Mayo Clinic Proceedings Home

Model for End-Stage Liver Disease Score Predicts Development of First Episode of Spontaneous Bacterial Peritonitis in Patients With Cirrhosis



      To examine whether baseline model for end-stage liver disease (MELD) score in patients with cirrhosis and ascites predicts the future development of first spontaneous bacterial peritonitis (SBP) episode.


      A retrospective case-control study was performed at three academic centers to select patients admitted with first SBP episode (cases) and those with ascites admitted for decompensation without SBP (controls). Medical records from these centers were reviewed between January 1, 2008, and December 31, 2013. Cases and controls were matched (1:2) for age, sex, and race. Conditional logistic recession models were built to determine whether baseline MELD score (within a month before hospitalization) predicts first SBP episode.

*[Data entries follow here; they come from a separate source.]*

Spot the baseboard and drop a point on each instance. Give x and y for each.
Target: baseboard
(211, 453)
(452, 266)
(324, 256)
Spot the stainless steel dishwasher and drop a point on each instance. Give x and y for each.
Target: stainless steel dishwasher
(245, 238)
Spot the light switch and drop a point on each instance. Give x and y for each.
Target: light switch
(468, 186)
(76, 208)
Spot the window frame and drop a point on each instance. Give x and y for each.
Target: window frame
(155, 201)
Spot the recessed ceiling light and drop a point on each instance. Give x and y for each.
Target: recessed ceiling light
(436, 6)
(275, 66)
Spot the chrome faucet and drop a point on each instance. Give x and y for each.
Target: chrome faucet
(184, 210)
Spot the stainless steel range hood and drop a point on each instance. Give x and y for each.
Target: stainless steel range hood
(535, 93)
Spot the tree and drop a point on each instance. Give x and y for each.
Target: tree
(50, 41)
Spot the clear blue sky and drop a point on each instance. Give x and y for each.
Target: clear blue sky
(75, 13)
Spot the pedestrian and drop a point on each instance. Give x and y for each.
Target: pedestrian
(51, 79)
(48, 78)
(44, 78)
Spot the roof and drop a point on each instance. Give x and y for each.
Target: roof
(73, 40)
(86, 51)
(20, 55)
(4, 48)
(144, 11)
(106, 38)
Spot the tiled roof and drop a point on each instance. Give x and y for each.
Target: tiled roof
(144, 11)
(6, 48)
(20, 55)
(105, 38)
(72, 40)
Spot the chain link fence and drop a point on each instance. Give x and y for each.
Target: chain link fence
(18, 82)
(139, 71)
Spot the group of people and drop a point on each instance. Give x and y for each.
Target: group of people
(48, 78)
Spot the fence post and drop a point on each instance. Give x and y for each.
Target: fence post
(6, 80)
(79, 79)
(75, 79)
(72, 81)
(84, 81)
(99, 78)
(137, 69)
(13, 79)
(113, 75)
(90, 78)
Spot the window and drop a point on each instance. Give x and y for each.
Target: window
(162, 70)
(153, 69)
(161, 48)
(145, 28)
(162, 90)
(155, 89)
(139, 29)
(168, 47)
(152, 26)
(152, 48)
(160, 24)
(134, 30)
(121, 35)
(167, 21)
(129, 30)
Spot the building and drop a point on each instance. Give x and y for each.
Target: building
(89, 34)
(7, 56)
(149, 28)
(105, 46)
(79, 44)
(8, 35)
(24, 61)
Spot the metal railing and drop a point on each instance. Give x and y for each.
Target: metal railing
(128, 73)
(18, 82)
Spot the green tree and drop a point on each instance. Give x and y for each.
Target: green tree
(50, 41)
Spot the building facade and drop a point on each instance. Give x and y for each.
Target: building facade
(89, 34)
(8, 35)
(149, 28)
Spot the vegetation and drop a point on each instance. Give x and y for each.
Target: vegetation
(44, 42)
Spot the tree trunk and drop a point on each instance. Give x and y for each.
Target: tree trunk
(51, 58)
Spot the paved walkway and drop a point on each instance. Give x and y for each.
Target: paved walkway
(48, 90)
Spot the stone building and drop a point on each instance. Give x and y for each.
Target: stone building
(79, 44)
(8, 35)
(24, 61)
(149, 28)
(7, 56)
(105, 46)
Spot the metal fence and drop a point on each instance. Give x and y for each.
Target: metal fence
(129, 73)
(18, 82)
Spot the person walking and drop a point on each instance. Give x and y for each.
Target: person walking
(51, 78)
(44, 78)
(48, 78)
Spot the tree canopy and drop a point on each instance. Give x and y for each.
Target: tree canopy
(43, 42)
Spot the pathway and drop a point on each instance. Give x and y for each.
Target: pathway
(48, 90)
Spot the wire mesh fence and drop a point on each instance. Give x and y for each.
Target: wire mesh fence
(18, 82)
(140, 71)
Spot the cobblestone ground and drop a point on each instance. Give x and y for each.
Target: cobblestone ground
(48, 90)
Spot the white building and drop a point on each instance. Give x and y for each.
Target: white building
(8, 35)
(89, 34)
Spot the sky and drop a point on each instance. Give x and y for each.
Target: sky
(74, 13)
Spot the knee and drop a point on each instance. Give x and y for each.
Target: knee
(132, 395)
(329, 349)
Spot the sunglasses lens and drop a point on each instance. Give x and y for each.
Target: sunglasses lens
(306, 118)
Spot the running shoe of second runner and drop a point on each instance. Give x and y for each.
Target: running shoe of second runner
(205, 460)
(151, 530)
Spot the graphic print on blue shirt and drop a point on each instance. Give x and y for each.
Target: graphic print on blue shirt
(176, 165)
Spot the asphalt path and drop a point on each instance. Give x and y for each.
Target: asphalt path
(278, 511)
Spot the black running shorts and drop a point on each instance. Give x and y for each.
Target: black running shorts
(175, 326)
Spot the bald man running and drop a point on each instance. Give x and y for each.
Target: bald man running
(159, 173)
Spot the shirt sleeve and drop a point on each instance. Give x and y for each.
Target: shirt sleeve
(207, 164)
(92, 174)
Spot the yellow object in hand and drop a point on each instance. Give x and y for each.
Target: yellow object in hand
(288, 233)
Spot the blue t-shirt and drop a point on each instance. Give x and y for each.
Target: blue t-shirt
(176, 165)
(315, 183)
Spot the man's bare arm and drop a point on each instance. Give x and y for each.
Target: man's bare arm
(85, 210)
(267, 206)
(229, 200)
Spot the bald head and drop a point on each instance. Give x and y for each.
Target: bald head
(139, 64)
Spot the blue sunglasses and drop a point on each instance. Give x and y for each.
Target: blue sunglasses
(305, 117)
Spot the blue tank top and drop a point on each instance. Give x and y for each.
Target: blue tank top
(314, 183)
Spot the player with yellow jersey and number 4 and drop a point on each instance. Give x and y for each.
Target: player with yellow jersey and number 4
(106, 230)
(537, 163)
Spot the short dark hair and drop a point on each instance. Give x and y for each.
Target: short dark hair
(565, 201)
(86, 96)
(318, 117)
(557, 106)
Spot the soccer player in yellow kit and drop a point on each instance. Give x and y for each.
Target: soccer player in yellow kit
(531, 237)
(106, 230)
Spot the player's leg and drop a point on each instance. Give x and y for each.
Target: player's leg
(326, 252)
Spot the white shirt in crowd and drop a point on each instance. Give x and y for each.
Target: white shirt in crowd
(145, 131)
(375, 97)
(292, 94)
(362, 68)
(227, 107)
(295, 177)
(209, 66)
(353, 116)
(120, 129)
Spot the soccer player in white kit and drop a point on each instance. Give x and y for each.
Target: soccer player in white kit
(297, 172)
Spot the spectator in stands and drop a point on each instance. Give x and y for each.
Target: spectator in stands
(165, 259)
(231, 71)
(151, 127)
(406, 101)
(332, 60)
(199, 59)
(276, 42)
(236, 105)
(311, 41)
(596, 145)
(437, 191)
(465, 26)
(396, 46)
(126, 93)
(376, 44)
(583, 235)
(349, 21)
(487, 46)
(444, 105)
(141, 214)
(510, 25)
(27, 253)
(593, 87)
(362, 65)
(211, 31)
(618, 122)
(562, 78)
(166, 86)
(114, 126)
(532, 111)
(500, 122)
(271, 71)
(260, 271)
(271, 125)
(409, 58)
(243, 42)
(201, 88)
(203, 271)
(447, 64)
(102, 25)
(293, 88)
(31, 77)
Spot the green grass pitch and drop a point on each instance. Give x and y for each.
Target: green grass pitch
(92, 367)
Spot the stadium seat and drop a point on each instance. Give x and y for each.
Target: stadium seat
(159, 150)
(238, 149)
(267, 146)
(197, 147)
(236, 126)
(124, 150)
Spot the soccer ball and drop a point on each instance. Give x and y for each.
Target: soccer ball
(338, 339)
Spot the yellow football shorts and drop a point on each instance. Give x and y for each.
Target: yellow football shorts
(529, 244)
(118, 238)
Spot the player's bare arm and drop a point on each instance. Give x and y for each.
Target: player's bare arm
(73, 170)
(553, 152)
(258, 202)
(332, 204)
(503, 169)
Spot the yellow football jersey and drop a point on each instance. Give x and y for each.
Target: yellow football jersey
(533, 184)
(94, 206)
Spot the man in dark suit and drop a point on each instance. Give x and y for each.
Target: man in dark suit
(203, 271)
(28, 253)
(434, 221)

      Of 697 patients (308, 230, and 159 from centers A, B, and C, respectively), cases and controls were matched in 94%, 89%, and 100% at three respective centers. In the pooled sample, probability of SBP was 11%, 31%, 71%, and 93% at baseline MELD scores less than or equal to 10, from 11 to 20, from 21 to 30, and greater than 30, respectively. Compared with MELD score less than or equal to 10, patients with MELD scores from 11 to 20, 21 to 30, and greater than 30 had six- (3- to 11-), 29- (12- to 69-), and 115- (22- to 598-) folds (95% CI) risk of SBP, respectively. Based on different MELD score cutoff points, MELD score greater than 17 was most accurate in predicting SBP occurrence. Analyzing 315 patients (152 cases) with available data on ascitic fluid protein level controlling for age, sex, and center, MELD score but not ascitic fluid protein associated with first SBP episode with respective odds ratios of 1.20 (1.14 to 1.26) and 0.88 (0.70 to 1.11).


      Baseline MELD score predicts first SBP episode in patients with cirrhosis and ascites.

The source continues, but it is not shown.